If you feel like you have an achy breaky heart, you may not be imagining things. "Broken hearts" are indeed real, although in the medical community they go by the much less lyrical name of stress (tako-tsubo) cardiomyopathy.

A recent article in the Journal of the American College of Cardiology described stress (tako-tsubo) cardiomyopathy as "a rapidly reversible form of acute heart failure reported to be triggered by stressful events and associated with a distinctive left ventricular (LV) contraction pattern." Oooh, romantic. Shakespeare couldn't have written it better.

The mysterious malady mimics heart attacks, according to an article from the Wall Street Journal, but appears to have little connection with coronary artery disease.
Instead, it is typically triggered by acute emotion or physical trauma that releases a surge of adrenaline that overwhelms the heart. The effect is to freeze much of the left ventricle, the heart's main pumping chamber, disrupting its ability to contract and effectively pump blood.
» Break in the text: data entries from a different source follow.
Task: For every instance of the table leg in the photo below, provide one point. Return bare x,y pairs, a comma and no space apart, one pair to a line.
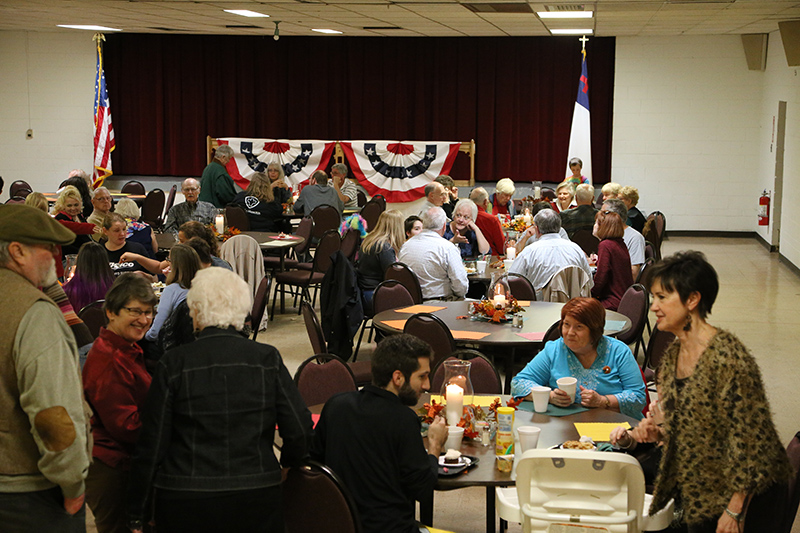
490,510
426,511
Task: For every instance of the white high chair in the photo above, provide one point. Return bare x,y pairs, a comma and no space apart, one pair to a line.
578,491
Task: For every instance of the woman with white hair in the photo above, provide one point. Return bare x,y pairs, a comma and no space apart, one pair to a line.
501,201
463,232
209,422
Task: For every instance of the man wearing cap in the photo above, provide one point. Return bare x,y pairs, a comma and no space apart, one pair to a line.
45,443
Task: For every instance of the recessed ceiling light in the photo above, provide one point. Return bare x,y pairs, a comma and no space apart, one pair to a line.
565,14
87,27
245,13
586,31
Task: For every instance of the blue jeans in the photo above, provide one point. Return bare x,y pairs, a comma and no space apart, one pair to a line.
23,512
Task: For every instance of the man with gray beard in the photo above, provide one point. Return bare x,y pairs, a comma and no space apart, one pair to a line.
45,444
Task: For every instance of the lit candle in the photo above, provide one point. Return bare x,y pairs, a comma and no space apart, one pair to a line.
454,395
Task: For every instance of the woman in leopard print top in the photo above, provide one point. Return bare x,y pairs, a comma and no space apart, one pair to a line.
722,459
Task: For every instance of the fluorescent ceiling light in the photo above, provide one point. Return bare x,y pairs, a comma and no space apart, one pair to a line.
245,13
565,14
572,32
87,27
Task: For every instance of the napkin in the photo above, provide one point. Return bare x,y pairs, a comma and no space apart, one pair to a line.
598,431
420,309
554,410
The phenomenon is a 'concussion' of the heart, says Scott Sharkey, a cardiologist at Minneapolis Heart Institute. 'It's really a heart attack which is triggered by stress rather than by a blocked artery,' he says.
The tako-tsubo name comes from Japanese researchers who first identified the condition and noticed the left ventricle looked like a vase-like pot used in Japan to trap octopuses called tako-tsubo.



While there have been a number of presentations of stress cardiomyopathy (SC), "there is a paucity of data from large and prospectively identified patient cohorts studied for extended periods of time following the initial event," the authors wrote, so they wanted to "define more completely the clinical spectrum and consequences of SC beyond the acute event."
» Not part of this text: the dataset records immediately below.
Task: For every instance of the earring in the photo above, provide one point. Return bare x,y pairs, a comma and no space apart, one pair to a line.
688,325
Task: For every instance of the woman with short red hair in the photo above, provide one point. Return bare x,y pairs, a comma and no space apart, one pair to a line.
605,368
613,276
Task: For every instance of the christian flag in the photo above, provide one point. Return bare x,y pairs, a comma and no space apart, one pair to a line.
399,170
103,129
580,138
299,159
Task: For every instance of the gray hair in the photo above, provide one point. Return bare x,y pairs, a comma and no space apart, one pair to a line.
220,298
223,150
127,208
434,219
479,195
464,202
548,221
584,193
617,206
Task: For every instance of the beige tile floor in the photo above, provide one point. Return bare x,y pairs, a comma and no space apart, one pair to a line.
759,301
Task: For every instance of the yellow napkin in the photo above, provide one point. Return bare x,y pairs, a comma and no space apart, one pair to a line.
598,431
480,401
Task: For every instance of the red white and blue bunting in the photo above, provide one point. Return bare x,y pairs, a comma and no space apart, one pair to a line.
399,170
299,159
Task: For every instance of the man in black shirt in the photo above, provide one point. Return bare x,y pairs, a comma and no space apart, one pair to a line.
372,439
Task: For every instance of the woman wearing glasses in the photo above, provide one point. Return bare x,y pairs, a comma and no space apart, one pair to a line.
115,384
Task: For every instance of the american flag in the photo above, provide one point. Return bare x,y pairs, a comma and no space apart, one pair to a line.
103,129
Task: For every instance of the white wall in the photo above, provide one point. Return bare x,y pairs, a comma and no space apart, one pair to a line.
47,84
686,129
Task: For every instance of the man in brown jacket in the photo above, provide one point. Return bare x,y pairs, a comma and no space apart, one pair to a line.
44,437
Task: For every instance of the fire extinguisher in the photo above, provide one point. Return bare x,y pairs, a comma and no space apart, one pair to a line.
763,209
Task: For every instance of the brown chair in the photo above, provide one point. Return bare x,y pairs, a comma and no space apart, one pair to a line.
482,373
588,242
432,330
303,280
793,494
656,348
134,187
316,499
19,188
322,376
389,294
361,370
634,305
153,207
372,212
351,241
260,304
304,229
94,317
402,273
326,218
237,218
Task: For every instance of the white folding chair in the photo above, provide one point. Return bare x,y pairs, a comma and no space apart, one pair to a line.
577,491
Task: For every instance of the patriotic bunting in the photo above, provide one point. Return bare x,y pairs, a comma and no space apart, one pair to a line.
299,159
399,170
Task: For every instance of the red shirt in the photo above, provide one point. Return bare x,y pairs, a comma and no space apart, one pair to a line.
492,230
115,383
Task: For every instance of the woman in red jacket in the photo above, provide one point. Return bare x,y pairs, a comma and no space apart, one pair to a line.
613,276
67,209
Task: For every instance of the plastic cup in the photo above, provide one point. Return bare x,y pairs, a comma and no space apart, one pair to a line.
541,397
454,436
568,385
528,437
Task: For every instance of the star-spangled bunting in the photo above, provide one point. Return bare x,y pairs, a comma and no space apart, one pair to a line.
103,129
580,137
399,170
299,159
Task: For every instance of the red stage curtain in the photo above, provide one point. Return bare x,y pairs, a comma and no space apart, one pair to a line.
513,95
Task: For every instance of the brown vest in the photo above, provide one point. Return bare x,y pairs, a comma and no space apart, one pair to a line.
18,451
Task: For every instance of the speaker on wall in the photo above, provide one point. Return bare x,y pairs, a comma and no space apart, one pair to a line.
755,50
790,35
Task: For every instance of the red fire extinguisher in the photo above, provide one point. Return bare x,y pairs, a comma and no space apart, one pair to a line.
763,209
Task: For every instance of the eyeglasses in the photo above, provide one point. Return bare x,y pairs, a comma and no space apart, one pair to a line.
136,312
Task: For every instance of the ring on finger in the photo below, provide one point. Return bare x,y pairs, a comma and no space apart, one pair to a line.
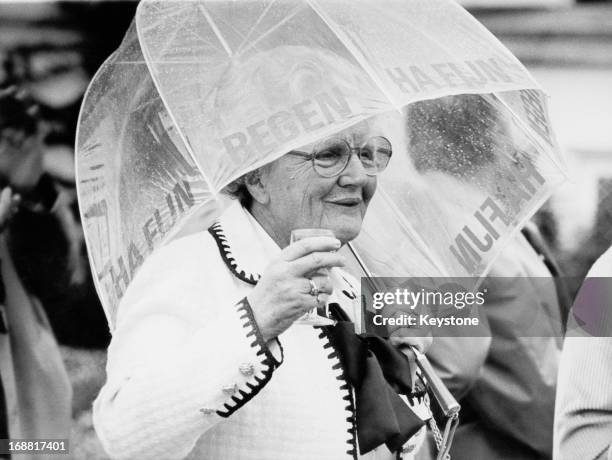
317,300
314,290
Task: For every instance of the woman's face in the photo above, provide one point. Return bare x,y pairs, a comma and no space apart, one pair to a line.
301,198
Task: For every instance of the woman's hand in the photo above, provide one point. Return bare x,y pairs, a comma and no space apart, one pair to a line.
283,294
405,338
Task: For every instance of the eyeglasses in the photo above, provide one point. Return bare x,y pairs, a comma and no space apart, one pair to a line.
331,156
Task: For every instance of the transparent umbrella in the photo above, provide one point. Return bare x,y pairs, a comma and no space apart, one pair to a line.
201,92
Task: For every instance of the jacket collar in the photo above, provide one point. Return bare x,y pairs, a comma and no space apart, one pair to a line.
245,246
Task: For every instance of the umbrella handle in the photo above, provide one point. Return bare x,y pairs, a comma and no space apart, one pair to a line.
448,404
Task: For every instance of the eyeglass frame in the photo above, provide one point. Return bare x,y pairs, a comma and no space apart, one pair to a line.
352,150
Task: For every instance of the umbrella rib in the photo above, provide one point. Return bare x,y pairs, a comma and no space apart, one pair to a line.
259,19
280,23
213,26
354,52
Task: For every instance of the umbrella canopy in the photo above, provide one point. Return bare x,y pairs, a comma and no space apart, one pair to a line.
202,92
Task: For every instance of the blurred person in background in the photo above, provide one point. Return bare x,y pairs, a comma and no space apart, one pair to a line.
35,401
583,413
505,378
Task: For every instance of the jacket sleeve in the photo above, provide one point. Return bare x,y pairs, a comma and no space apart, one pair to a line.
183,357
583,418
Over a period of about seven years, 136 patients presented with SC to the emergency and hospital facilities of the Minneapolis Heart Institute and Abbott Northwestern Hospital (in the great city of Minneapolis, Minnesota). They had similar features as a heart attack, but without the clogged arteries. The patients were between 32 and 92 years old and the overwhelming majority (96%) were women. The most common presenting cardiovascular symptoms were substantial chest pain (63%), exertional dyspnea (shortness of breath; 18%), and syncope (loss of consciousness/fainting; 3%).

Most of the patients (89%) had experienced severe stress in the previous 12 hours; triggers were roughly split between emotional (47%) or physical (42%). The emotional triggers were seen more in women while the physical triggers were seen more in men.

You'll note I just said most of the patients - this means that in a small number of patients (11%, 14 women), "a stress trigger could not be elicited, despite repeated questioning."

This in itself is an interesting finding, as the "typical SC patient has been characterized as an older woman experiencing an intensely stressful event that acts as a trigger for acute, but reversible, heart failure with systolic dysfunction." Yet the authors' data suggest that:
The clinical profile of SC is considerably broader, with an important minority of patients relatively young (50 years of age; range to 32 years) or men. Also, unexpectedly 11% of patients related no emotional or physically stressful event immediately before hospitalization, despite demonstrating typical angiographic and ECG features of this condition. This latter observation has implications for both the nomenclature and pathophysiology of this condition. Indeed, the descriptive term used here and commonly in the literature, stress cardiomyopathy, does not reliably describe all affected patients with this syndrome, each of whom do in fact demonstrate transient ventricular ballooning.
So what becomes of the broken hearted? Excellent question, Jimmy Ruffin. You can't unbreak your heart, Toni Braxton, but you can recover fully. Although the overall number of patients who suffer from SC is small, the treatment for these patients is really different than that prescribed for patients with a conventional heart attack, the WSJ says. For one thing, it's risky to give a clot-buster drug to a patient without an arterial blockage, due to the potential to cause a
stroke.

Although you can recover fully, doctors really aren't sure what the long-term consequences are after an episode of SC. "Notably, our follow-up analysis showed that the survival of SC patients was reduced compared to that expected for an age- and sex-matched general population; in each case, mortality was due to non-cardiac diseases (predominantly cancer), most frequently in the first year following the initial SC event. These data suggest that SC itself may represent a marker for generally impaired health and well-being, albeit in contrast to an earlier report. On the other hand, fully one-third of our patients who survived their initial event have achieved normal life expectancy (i.e., age ~ 75 years)."

Once more research comes out, the News Staff can update the juggernaut that is Chemistry of Love.

Sharkey et al. Clinical Profile of Stress Cardiomyopathy. JACC Vol. 55, No. 4, 2010 January 26, 2010:333–41.